During the First World War, Klee was conscripted into the army in 1916. Fortunately, he was spared from being deployed to the front and was able to continue to devote himself to art.
Paul Klee at the Bauhaus
Paul Klee was appointed to the Bauhaus in Weimar by Walter Gropius in 1920. Having accepted the invitation, Klee led the bookbinding workshop from 1921 to 1925 and the metal workshop from 1922. Klee’s first solo exhibition opened in the USA at the beginning of 1924. In the same year, Paul Klee, Lyonel Feininger, Wassily Kandinsky, and Alexej von Jawlensky founded the artists’ group Die Blaue Vier in Weimar, which they had been planning since 1919. Galka Scheyer acted as the group’s agent.

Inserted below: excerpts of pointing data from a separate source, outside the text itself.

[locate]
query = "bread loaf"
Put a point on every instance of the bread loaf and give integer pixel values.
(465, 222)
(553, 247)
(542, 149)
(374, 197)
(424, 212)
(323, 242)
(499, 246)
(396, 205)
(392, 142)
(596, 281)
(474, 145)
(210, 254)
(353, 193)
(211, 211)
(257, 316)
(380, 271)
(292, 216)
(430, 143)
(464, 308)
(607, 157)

When the Bauhaus moved to Dessau in 1925, Paul Klee and his family followed in 1926. From 1927 to 1930 he taught the free painting class there. His theory of pictorial form had a lasting influence on the work at the Bauhaus.
Paul Klee’s Late Work
In 1931 Klee took up a professorship at the Kunstakademie Düsseldorf. After the National Socialists came to power in 1933, however, he was dismissed without notice and his art was declared “degenerate.” He subsequently emigrated to Switzerland with his family. In 1935 the Kunsthalle Bern showed a major retrospective of his work. In the same year, the artist fell seriously ill. It was not until 1937 that the artist had another productive creative phase. His late work in the following three years was remarkable. He came to terms with his poor health through his depiction of suffering figures. Paul Klee died during a stay at a health resort in Muralto on June 29, 1940. Throughout his life, Paul Klee’s aim was for his paintings to communicate through color, forms, and lines. Klee left behind an œuvre of about 9,000 works; 1,000 of these were created during the last five years of his life.